DENVER – Drought-weary Californians can’t expect much encouragement from mountains elsewhere in the West: Snow that fills the Colorado River is lagging, too, officials said Friday.

The snowpack in the Colorado and Wyoming valleys where the river originates now ranges from 51 to 79 percent of normal, said Brian Domonkos, Colorado supervisor of the U.S. Department of Agriculture snow survey, which monitors snowfall and water availability.

The Colorado River supplies water to about 40 million people and 6,300 square miles of farmland in seven states, including California.

The Rocky Mountain snow that melts into the river doesn’t flow directly to California and other downstream users.

Instead, it’s held in a series of reservoirs that release enough water to fulfill the legal allotments to southwestern states under a series of agreements and court rulings.

The reservoirs have sufficient water to provide California and other downstream states with their full shares this year and for the foreseeable future, said Matthew Allen, a spokesman for the federal Bureau of Reclamation, which manages the reservoir system.

California also gets water from the Sierra Nevada range, where the snow cover was the lowest it ever has been in 65 years of record-keeping as of Wednesday.

Warm temperatures and scarce snowfall in early March caused the snowpack in Colorado to shrink significantly.

“To see the decline that we saw at the beginning of March, that is abnormal,” Domonkos said. “And to see it continue almost unabated, almost to now, that’s quite abnormal.”

A storm brought up to 11 inches of snow Thursday and Friday to parts of the Colorado mountains and foothills, but much of it fell east of the Continental Divide and eventually will melt into the South Platte and Arkansas rivers.

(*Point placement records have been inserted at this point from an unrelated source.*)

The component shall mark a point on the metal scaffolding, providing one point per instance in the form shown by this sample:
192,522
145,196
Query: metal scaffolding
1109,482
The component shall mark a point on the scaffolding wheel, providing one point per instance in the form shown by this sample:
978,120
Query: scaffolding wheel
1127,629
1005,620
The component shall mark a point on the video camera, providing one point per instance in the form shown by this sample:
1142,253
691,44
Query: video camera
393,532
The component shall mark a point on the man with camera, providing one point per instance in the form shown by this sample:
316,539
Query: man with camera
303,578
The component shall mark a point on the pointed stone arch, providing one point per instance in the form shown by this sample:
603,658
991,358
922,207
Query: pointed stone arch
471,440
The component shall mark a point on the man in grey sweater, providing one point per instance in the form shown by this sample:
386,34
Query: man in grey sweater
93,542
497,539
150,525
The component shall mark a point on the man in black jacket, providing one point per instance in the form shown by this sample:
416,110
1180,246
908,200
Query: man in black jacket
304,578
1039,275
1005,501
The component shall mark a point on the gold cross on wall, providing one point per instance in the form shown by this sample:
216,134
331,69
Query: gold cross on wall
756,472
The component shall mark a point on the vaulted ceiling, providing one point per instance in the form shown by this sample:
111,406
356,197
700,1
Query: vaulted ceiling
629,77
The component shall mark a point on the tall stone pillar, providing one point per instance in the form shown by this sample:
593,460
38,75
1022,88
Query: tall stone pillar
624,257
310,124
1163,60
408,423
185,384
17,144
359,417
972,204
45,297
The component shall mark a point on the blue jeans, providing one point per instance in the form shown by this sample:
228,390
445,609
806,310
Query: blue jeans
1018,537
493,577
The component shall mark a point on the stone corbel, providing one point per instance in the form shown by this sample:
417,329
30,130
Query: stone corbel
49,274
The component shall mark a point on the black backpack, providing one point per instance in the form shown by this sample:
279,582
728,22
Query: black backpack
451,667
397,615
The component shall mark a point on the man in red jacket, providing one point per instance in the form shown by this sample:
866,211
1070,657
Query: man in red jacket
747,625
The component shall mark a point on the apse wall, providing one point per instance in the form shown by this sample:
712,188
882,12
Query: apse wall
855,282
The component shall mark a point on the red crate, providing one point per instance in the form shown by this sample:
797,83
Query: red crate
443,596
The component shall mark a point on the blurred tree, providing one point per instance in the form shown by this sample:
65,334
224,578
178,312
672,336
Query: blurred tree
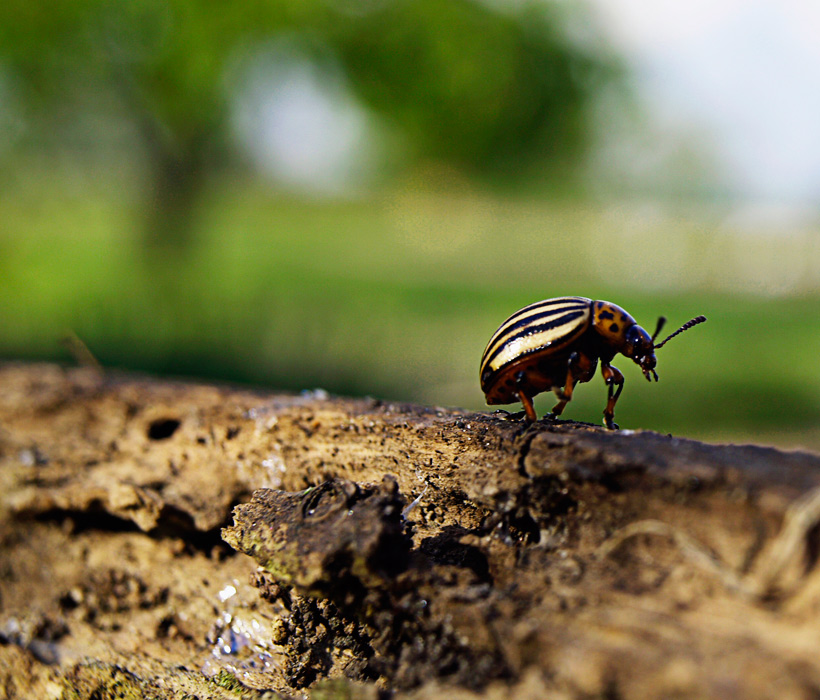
485,89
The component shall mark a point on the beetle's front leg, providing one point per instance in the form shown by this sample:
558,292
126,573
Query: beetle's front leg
613,378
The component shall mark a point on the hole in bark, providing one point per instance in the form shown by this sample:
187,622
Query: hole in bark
162,428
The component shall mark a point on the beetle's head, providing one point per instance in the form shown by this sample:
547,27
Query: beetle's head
640,346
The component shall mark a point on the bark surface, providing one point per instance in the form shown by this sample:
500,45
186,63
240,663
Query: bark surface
166,540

Preliminary readings showed the snowpack Friday in the South Platte basin was 87 percent of normal and 79 percent of normal in the Arkansas basin.

The U.S. Drought Monitor said 40 percent of California is in an exceptional drought, the most severe category, and another 25 percent is in an extreme drought, the second-most severe.

California Gov. Jerry Brown ordered mandatory, statewide water cutbacks by cities and towns, aiming for a 25 percent cut in water use.

Extreme drought conditions also spread into Nevada and southern Oregon, along with smaller pockets in Utah and Arizona.

Milder drought conditions extend across the rest of the West, except for most of Montana and Wyoming.

Other states served by the Colorado River are Arizona, New Mexico, Utah and Nevada.